While acne care may seem like a leap from a company that has built its reputation (and a base of more than one million patients) largely through reproductive health, Nurx Clinical Team Leader Nancy Shannon, M.D., says the company has added acne to your portfolio. problems as an answer to the existing demand of patients. According to a Nurx survey, as many as 85 percent of patients reported acne problems, but only 7 percent of those reported being under the supervision of a dermatologist.
Dr. Shannon says that because the company works with 350,000 contraceptive patients, it has a unique expertise in hormonal issues that are causing a significant number of acne in the age group she treats. “More than half of the patients who come to us for birth control are concerned about acne – we see it in their medical records. [or] they ask us to provide this service, says Dr. Shannon. – And while we didn’t advertise it as an acne remedy, of course many women who come to us for birth control come either because they understand that oral contraceptives can help with acne or because their dermatologist referred them to Nurx to get help with birth control. ”
For these reasons, acne care has been a focus of the company long before the COVID-19 pandemic, but this year’s circumstances have heightened the need for this type of care, says Dr. Shannon. After all, it was difficult to see doctors in person, and no matter how severe the acne was, some people would rather stay safe at home than risk a technically insignificant appointment. At the same time, Dr. Shannon adds, the “mask”, also known as acne caused by wearing protective masks against COVID, caused or worsened rashes in 66 percent of Nurx patients surveyed.

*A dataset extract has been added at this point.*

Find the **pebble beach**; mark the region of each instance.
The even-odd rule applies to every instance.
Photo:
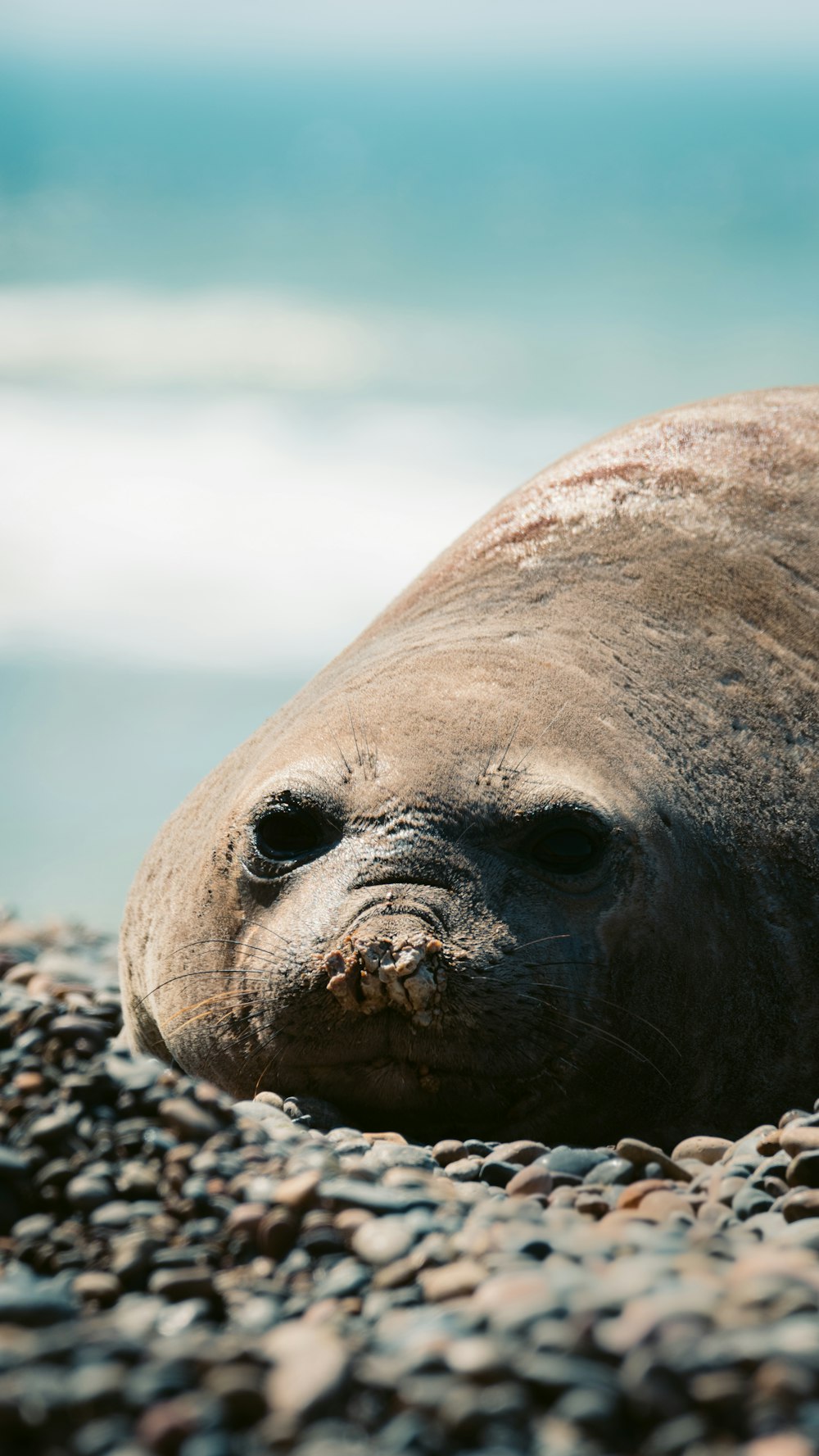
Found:
[[[819,1450],[819,1111],[423,1146],[119,1028],[109,938],[0,922],[3,1456]]]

But as Dr. Shannon points out, it’s tough to get on a dermatologist’s schedule, even at the best of times. “We don’t want the patient to have to wait,” she says. “We want them to be able to pick up the phone, open the app, ask someone to help them and get medication, if indicated, within a week. This is our dream. ”
Personal dermatology can also be costly. Although the cost of drugs is not included in Nurx’s $ 35 price tag, the company’s advice still accounts for only a small fraction of the cost of equivalent personal care, especially for those who are not insured. “What we are trying to do with this line of acne help – just like with our help for migraines, birth control, HIV prevention and STI testing – is to democratize medicine and healthcare and make them more accessible to all.” Dr. Shannon says. Nurx’s team has “worked very hard” to make their acne prescriptions available to the uninsured, she adds, and has partnered with pharmacies that insure for those who are not insured. (Prescriptions can also be sent to the patient’s pharmacy.)
This does not mean that the company will not take drugs in any scenario; Nurx health care providers offer a holistic approach to care. “We want people to think about how they take care of themselves and how that affects whether they have a breakout or not,” says Dr. Shannon, noting that sun protection, using the right skin care products, diet and more can affect acne problems. “And there are some really good OTC drugs that can also be used in conjunction with prescription drugs, and we will certainly refer people to them if needed,” she adds.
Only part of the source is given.